Pelletieri also noted that the new law requires a supermajority, or four members, of the village board to approve a PUDD if the planning board recommends rejecting it. Noting that Van Cott sometimes recuses himself from APA-related projects, Pelletieri said the supermajority requirement would mean the four remaining members would have to all agree.

Van Cott said the original law required a pre-application phase, conceptual review and conceptual approval. The new law makes that preliminary process optional, which Van Cott said provides more flexibility.

As for the supermajority clause, Van Cott said it “provides more protection” and makes it harder for the village board to approve a PUDD if the planning board is against it.
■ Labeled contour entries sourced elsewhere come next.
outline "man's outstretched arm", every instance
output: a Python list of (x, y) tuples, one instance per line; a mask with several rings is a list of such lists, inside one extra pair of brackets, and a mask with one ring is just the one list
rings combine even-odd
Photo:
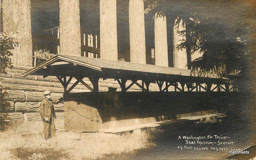
[(44, 104), (42, 103), (42, 102), (40, 103), (40, 108), (39, 109), (39, 113), (41, 115), (43, 119), (44, 119), (47, 118), (44, 114)]
[(54, 104), (57, 104), (59, 103), (60, 103), (60, 102), (63, 101), (64, 100), (64, 99), (63, 98), (63, 96), (62, 96), (58, 100), (52, 100), (52, 103)]

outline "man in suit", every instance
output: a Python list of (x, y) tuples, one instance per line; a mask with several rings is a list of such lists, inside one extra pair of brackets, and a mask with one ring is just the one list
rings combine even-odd
[(56, 115), (54, 110), (53, 104), (60, 102), (63, 99), (63, 97), (58, 100), (51, 99), (51, 93), (49, 91), (44, 92), (45, 98), (40, 104), (39, 112), (42, 116), (42, 120), (44, 121), (44, 133), (45, 140), (51, 137), (56, 137), (55, 125), (53, 118), (56, 118)]

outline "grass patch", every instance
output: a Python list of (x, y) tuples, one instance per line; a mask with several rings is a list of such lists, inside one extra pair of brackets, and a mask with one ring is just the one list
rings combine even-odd
[[(55, 122), (56, 128), (64, 128), (63, 120), (57, 120)], [(13, 157), (20, 159), (96, 159), (116, 157), (125, 158), (139, 150), (155, 146), (152, 140), (156, 132), (160, 131), (149, 128), (142, 130), (140, 135), (97, 133), (80, 140), (46, 141), (40, 137), (24, 139), (21, 136), (24, 133), (42, 132), (42, 122), (12, 123), (2, 129), (4, 130), (0, 132), (2, 150), (10, 151)]]

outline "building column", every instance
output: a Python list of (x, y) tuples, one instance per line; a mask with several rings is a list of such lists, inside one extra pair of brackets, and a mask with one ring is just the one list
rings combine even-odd
[(60, 53), (81, 56), (79, 0), (59, 0)]
[(146, 64), (144, 3), (130, 0), (129, 27), (131, 62)]
[(11, 56), (12, 63), (31, 66), (32, 52), (30, 0), (2, 1), (3, 31), (7, 34), (18, 32), (15, 41), (18, 44), (11, 51), (13, 55)]
[(176, 24), (178, 17), (176, 18), (173, 26), (173, 65), (174, 68), (188, 69), (188, 60), (186, 49), (178, 49), (177, 46), (182, 42), (182, 40), (186, 40), (185, 35), (181, 35), (179, 31), (186, 30), (184, 24), (182, 25), (181, 19)]
[(100, 58), (117, 60), (116, 0), (100, 0)]
[(166, 17), (155, 16), (155, 48), (156, 66), (168, 67)]

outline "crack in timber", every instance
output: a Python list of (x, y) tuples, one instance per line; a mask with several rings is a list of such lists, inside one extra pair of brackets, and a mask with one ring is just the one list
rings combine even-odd
[(67, 107), (67, 108), (68, 108), (68, 109), (70, 109), (70, 110), (72, 110), (72, 111), (74, 111), (76, 112), (76, 113), (77, 113), (77, 114), (78, 114), (78, 115), (81, 115), (81, 116), (83, 116), (83, 117), (84, 117), (85, 118), (86, 118), (86, 119), (88, 119), (88, 120), (89, 120), (89, 121), (91, 121), (91, 120), (90, 120), (89, 119), (88, 119), (88, 118), (87, 118), (87, 117), (86, 117), (85, 116), (84, 116), (83, 115), (81, 115), (81, 114), (80, 114), (80, 113), (78, 113), (78, 112), (77, 112), (77, 111), (76, 110), (74, 110), (74, 109), (72, 109), (70, 108), (68, 108), (68, 107)]

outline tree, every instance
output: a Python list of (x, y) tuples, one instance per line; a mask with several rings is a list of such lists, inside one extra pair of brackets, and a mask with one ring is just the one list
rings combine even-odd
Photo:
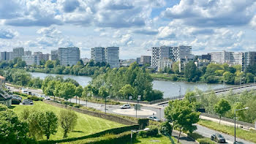
[(178, 143), (181, 130), (192, 133), (197, 129), (193, 124), (199, 121), (200, 113), (195, 112), (193, 107), (188, 101), (175, 100), (170, 101), (165, 109), (165, 118), (180, 130)]
[[(26, 143), (28, 126), (11, 110), (0, 105), (0, 140), (5, 143)], [(5, 110), (4, 110), (5, 109)]]
[(81, 86), (79, 86), (75, 89), (75, 96), (79, 97), (79, 105), (80, 105), (80, 98), (82, 96), (83, 88)]
[[(76, 87), (73, 83), (64, 83), (61, 85), (61, 88), (59, 92), (61, 96), (67, 102), (69, 99), (75, 96), (75, 89)], [(66, 105), (67, 105), (67, 102)]]
[(72, 110), (61, 110), (59, 114), (59, 124), (63, 129), (63, 138), (73, 130), (78, 121), (78, 115)]
[(41, 124), (42, 132), (45, 134), (47, 140), (49, 140), (50, 134), (57, 132), (58, 117), (53, 112), (47, 110), (44, 114), (44, 121)]
[(219, 115), (219, 124), (222, 116), (223, 116), (230, 109), (231, 107), (230, 103), (224, 99), (221, 99), (218, 103), (214, 105), (214, 112)]
[(123, 99), (128, 99), (129, 96), (133, 95), (135, 90), (131, 85), (127, 84), (123, 86), (119, 91), (123, 95)]

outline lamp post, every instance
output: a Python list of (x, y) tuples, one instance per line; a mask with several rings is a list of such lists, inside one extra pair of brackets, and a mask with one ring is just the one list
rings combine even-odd
[(179, 86), (179, 98), (181, 99), (181, 86), (179, 84), (173, 83), (173, 85), (178, 85)]
[(247, 109), (249, 109), (248, 107), (246, 107), (245, 108), (242, 108), (242, 109), (238, 109), (238, 110), (235, 109), (235, 113), (234, 113), (234, 116), (235, 116), (235, 143), (236, 143), (236, 112), (239, 111), (239, 110), (247, 110)]

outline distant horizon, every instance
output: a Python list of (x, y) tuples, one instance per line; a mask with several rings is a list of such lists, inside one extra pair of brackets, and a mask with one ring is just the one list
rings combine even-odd
[(0, 1), (0, 50), (116, 45), (120, 58), (151, 47), (191, 45), (192, 54), (255, 51), (256, 1), (10, 0)]

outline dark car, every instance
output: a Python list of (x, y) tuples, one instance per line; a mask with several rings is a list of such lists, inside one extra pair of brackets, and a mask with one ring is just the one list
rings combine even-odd
[(211, 140), (214, 140), (219, 143), (226, 143), (226, 140), (220, 134), (213, 134), (211, 136)]

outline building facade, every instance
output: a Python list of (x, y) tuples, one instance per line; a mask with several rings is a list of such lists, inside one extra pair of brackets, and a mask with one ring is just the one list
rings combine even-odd
[(105, 48), (103, 47), (95, 47), (91, 48), (91, 58), (94, 62), (103, 62), (105, 59)]
[(119, 47), (108, 47), (105, 48), (105, 61), (110, 68), (119, 68)]
[(59, 48), (58, 59), (61, 65), (73, 66), (80, 60), (80, 49), (76, 47)]
[(22, 60), (26, 61), (27, 66), (32, 66), (34, 64), (39, 65), (39, 61), (38, 61), (37, 56), (23, 56)]
[(13, 48), (13, 58), (21, 58), (24, 56), (24, 48)]

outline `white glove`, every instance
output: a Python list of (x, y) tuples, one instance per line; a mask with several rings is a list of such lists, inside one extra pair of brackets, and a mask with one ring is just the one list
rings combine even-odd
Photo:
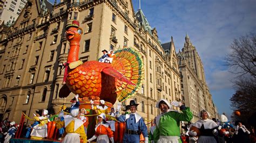
[(196, 142), (196, 141), (197, 141), (197, 138), (196, 137), (190, 137), (189, 138), (189, 141), (190, 142)]
[(114, 143), (114, 137), (111, 137), (110, 138), (109, 138), (109, 139), (110, 140), (110, 141), (111, 141), (111, 142), (112, 143)]
[(171, 104), (176, 107), (180, 107), (180, 106), (182, 105), (182, 103), (181, 102), (176, 101), (172, 101), (171, 102)]
[(91, 104), (92, 104), (92, 106), (91, 106), (92, 109), (93, 110), (93, 108), (94, 108), (93, 101), (92, 99), (91, 99), (91, 100), (90, 101), (90, 102), (91, 102)]
[(78, 97), (79, 97), (79, 95), (77, 94), (75, 96), (75, 98), (76, 98), (76, 101), (77, 102), (78, 102)]
[(188, 134), (191, 135), (191, 136), (196, 137), (196, 136), (197, 136), (197, 132), (194, 131), (194, 130), (191, 130), (188, 132)]
[(120, 103), (117, 103), (117, 111), (120, 111), (120, 110), (122, 108), (122, 104)]
[(145, 143), (148, 143), (149, 142), (149, 137), (145, 137)]
[(218, 131), (217, 129), (214, 129), (213, 130), (213, 131), (212, 131), (212, 134), (213, 134), (213, 135), (214, 136), (217, 136), (218, 135)]
[(87, 140), (87, 141), (89, 142), (91, 142), (91, 141), (93, 141), (93, 140), (95, 140), (96, 139), (97, 139), (97, 136), (94, 135), (93, 136), (92, 136), (92, 137), (91, 138), (91, 139)]

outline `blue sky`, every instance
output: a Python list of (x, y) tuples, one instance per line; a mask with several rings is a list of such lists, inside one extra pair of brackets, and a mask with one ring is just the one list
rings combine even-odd
[[(136, 11), (139, 0), (132, 1)], [(233, 110), (229, 99), (234, 93), (230, 80), (234, 76), (223, 59), (234, 38), (256, 32), (256, 1), (141, 0), (141, 9), (151, 27), (157, 28), (161, 43), (173, 36), (177, 52), (183, 47), (187, 33), (204, 63), (219, 113), (230, 116)]]
[[(132, 0), (134, 11), (139, 1)], [(234, 93), (224, 58), (234, 38), (256, 32), (256, 1), (142, 0), (141, 9), (161, 43), (173, 36), (176, 52), (187, 32), (203, 61), (206, 81), (219, 113), (229, 117)]]

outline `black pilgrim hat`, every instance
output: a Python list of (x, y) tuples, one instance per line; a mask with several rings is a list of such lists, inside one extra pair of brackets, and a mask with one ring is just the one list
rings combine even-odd
[(139, 104), (136, 104), (134, 100), (131, 100), (130, 101), (130, 105), (126, 105), (125, 108), (127, 109), (129, 109), (131, 106), (136, 106), (137, 107)]
[(103, 51), (102, 51), (102, 52), (106, 52), (106, 53), (107, 53), (107, 51), (105, 50), (105, 49), (104, 49)]

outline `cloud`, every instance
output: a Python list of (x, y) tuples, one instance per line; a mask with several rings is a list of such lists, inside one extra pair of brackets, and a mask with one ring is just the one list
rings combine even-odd
[(233, 83), (231, 80), (234, 75), (227, 70), (214, 70), (208, 76), (208, 86), (211, 90), (232, 89)]

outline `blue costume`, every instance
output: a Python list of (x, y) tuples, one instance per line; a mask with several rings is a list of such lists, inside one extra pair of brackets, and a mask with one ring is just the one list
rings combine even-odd
[(139, 135), (142, 132), (144, 138), (147, 137), (147, 129), (143, 119), (138, 113), (126, 114), (117, 117), (122, 122), (125, 121), (125, 133), (123, 142), (139, 142)]
[(34, 124), (32, 125), (31, 126), (29, 127), (28, 128), (28, 131), (26, 131), (26, 135), (25, 136), (25, 138), (29, 138), (29, 136), (30, 136), (30, 133), (31, 132), (31, 128), (33, 128), (34, 126), (35, 126), (36, 125), (39, 124), (39, 121), (35, 121)]

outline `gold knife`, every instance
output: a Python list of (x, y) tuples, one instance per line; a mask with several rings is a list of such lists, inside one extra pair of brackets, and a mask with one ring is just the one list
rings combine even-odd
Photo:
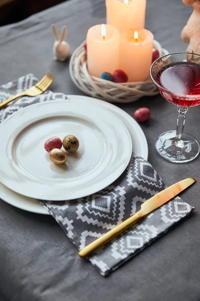
[(110, 241), (125, 230), (132, 226), (136, 222), (156, 208), (170, 201), (196, 182), (195, 179), (188, 178), (182, 180), (150, 198), (141, 205), (141, 209), (134, 215), (126, 220), (112, 230), (108, 231), (100, 237), (96, 239), (81, 250), (78, 254), (82, 258), (86, 257), (106, 242)]

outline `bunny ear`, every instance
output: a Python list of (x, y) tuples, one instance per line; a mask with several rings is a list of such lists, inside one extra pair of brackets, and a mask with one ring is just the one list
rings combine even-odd
[(56, 40), (56, 41), (58, 41), (59, 40), (59, 35), (58, 31), (58, 29), (55, 24), (52, 24), (52, 29), (53, 30), (53, 33), (55, 36)]
[(66, 26), (65, 25), (64, 26), (62, 27), (62, 31), (61, 32), (60, 38), (60, 43), (62, 43), (62, 41), (64, 41), (64, 39), (66, 36), (66, 32), (67, 32)]

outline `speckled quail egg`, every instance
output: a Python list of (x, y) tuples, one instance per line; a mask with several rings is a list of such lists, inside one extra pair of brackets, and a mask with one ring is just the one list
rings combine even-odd
[(75, 136), (67, 135), (63, 138), (62, 145), (68, 153), (74, 153), (79, 147), (79, 141)]

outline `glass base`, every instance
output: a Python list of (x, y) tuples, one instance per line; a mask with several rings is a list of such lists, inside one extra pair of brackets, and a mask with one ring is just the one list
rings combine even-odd
[(195, 159), (200, 153), (198, 140), (188, 134), (184, 133), (182, 140), (175, 140), (176, 130), (162, 134), (156, 143), (156, 148), (162, 157), (174, 163), (185, 163)]

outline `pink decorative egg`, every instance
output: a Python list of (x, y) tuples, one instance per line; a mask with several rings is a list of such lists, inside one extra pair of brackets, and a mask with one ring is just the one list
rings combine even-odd
[(50, 153), (54, 148), (61, 148), (62, 142), (62, 140), (58, 137), (52, 137), (50, 138), (44, 143), (44, 149), (48, 153)]
[(114, 71), (113, 77), (116, 83), (126, 83), (128, 80), (126, 73), (120, 69), (117, 69)]
[(87, 51), (87, 43), (84, 43), (84, 47), (86, 51)]
[(156, 49), (156, 48), (153, 48), (152, 52), (152, 63), (154, 63), (158, 58), (160, 58), (159, 51), (157, 49)]
[(150, 116), (150, 111), (148, 108), (140, 108), (134, 113), (134, 119), (138, 122), (144, 122), (148, 120)]

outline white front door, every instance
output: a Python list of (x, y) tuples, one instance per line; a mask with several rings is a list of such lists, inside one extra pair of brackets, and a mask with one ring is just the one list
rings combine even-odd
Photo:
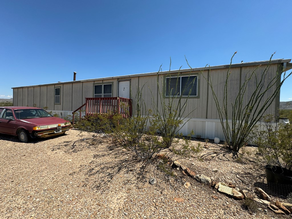
[(121, 81), (119, 82), (119, 97), (130, 98), (130, 81)]

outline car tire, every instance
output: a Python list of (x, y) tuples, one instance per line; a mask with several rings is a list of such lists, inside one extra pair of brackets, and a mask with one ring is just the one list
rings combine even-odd
[(22, 142), (25, 142), (28, 141), (28, 135), (25, 130), (22, 129), (18, 133), (18, 138)]

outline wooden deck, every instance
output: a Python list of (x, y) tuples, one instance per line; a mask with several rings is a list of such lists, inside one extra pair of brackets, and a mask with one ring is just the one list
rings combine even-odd
[(85, 102), (73, 111), (73, 123), (75, 113), (79, 110), (79, 118), (81, 118), (82, 107), (85, 107), (85, 116), (94, 116), (98, 114), (118, 113), (124, 117), (132, 116), (132, 100), (122, 97), (86, 98)]

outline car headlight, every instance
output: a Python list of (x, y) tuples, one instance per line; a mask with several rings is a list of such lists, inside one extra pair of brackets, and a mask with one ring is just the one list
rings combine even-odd
[(65, 126), (71, 125), (71, 123), (70, 122), (65, 122), (64, 123), (55, 124), (53, 125), (48, 125), (46, 126), (35, 126), (32, 128), (32, 130), (34, 131), (41, 130), (41, 129), (46, 129), (48, 128), (55, 128), (58, 126), (62, 127)]
[(40, 129), (45, 129), (48, 128), (48, 126), (35, 126), (32, 128), (32, 129), (33, 130), (39, 130)]

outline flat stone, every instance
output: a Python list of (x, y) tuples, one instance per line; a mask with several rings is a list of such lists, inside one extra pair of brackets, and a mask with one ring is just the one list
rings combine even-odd
[(292, 204), (290, 204), (289, 203), (285, 203), (285, 202), (281, 202), (281, 203), (286, 207), (292, 208)]
[(183, 186), (185, 187), (185, 188), (187, 189), (191, 186), (191, 184), (190, 182), (186, 182), (185, 183), (185, 184), (183, 184)]
[(199, 182), (200, 182), (200, 175), (196, 175), (195, 176), (195, 178)]
[(266, 200), (263, 200), (262, 199), (260, 199), (261, 201), (263, 203), (263, 204), (264, 205), (265, 205), (266, 206), (268, 206), (270, 205), (270, 204), (271, 204), (271, 202), (269, 201), (267, 201)]
[(200, 178), (201, 182), (202, 183), (208, 185), (211, 183), (211, 179), (203, 174), (201, 175)]
[(182, 164), (181, 165), (180, 165), (180, 168), (181, 168), (182, 169), (182, 170), (185, 171), (185, 169), (187, 168), (187, 167), (185, 166), (184, 165), (183, 165)]
[(279, 208), (273, 204), (270, 204), (270, 206), (275, 210), (279, 210)]
[(218, 190), (219, 187), (219, 183), (216, 183), (215, 185), (215, 186), (214, 187), (216, 189)]
[(230, 188), (233, 188), (234, 189), (236, 187), (231, 182), (230, 182), (228, 184), (228, 186)]
[(269, 201), (271, 201), (270, 197), (263, 190), (258, 187), (255, 187), (255, 190), (261, 194), (264, 200)]
[(243, 195), (237, 191), (235, 189), (232, 189), (232, 192), (233, 194), (232, 197), (237, 199), (243, 199), (244, 197)]
[(186, 173), (187, 173), (188, 174), (190, 174), (191, 173), (191, 170), (188, 167), (187, 167), (185, 168), (185, 171)]
[(286, 207), (283, 205), (283, 204), (281, 202), (277, 201), (275, 201), (275, 205), (280, 208), (280, 210), (281, 210), (287, 214), (290, 214), (291, 213), (290, 211), (287, 209)]
[(173, 199), (173, 200), (175, 201), (178, 202), (178, 203), (183, 202), (185, 201), (185, 199), (182, 198), (175, 198)]

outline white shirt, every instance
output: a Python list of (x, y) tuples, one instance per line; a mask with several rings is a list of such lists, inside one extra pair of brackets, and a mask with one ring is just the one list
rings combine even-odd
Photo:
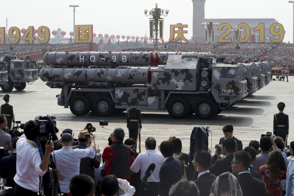
[(19, 138), (16, 142), (16, 174), (13, 178), (19, 186), (36, 192), (39, 190), (39, 176), (46, 173), (40, 168), (42, 161), (37, 146), (24, 134)]
[(202, 174), (204, 174), (207, 173), (209, 173), (209, 170), (206, 170), (206, 171), (204, 171), (204, 172), (200, 172), (199, 173), (199, 174), (198, 174), (198, 177), (197, 177), (197, 178), (200, 177), (201, 175)]
[(139, 154), (131, 166), (130, 169), (135, 173), (141, 170), (140, 179), (142, 180), (144, 174), (150, 164), (155, 164), (155, 168), (147, 179), (148, 182), (158, 182), (159, 171), (164, 162), (163, 156), (155, 150), (148, 150), (145, 153)]
[(61, 149), (55, 150), (51, 154), (57, 170), (64, 178), (63, 180), (59, 181), (60, 190), (63, 193), (68, 193), (70, 179), (80, 174), (81, 159), (85, 157), (93, 158), (96, 153), (91, 147), (73, 149), (71, 146), (63, 146)]

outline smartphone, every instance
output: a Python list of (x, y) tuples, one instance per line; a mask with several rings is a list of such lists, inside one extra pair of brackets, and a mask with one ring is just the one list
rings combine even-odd
[(108, 121), (102, 120), (99, 122), (99, 124), (100, 126), (107, 126), (108, 125)]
The amended PUDD law was approved with Van Cott, Trustee Tom Catillaz and Mayor Clyde Rabideau in favor. Trustee Barbara Rice was absent.

Public hearing

Earlier, during the public hearing, Caperton Tissot of Saranac Lake, just outside the village, and Rosalie Fontana of Bloomingdale spoke against the PUDD law. Tissot said it sets the village’s normal zoning regulations and comprehensive plan aside, allowing developers to “freely bypass” those constraints.

“Why should major developments not be held to the same well-regulated standards that other villagers must follow?” Tissot asked.

“I think the PUDD statute opens the door to unplanned growth and development,” Fontana said. “As the Lake Flower hotel project demonstrates, the existence of an easy way to bypass zoning can tip the scales to favor short-term expedience over long-term goals. The result can be haphazard, undesirable growth.”

Van Cott responded later, saying the PUDD process provides for a more comprehensive approach to the review of bigger projects.

“It is not a loophole in our zoning,” he said. “It’s a zoning tool used across the state and across the country to deal with projects that don’t fit into traditional zoning. It does not violate our comprehensive plan or our local waterfront plan and objectives.”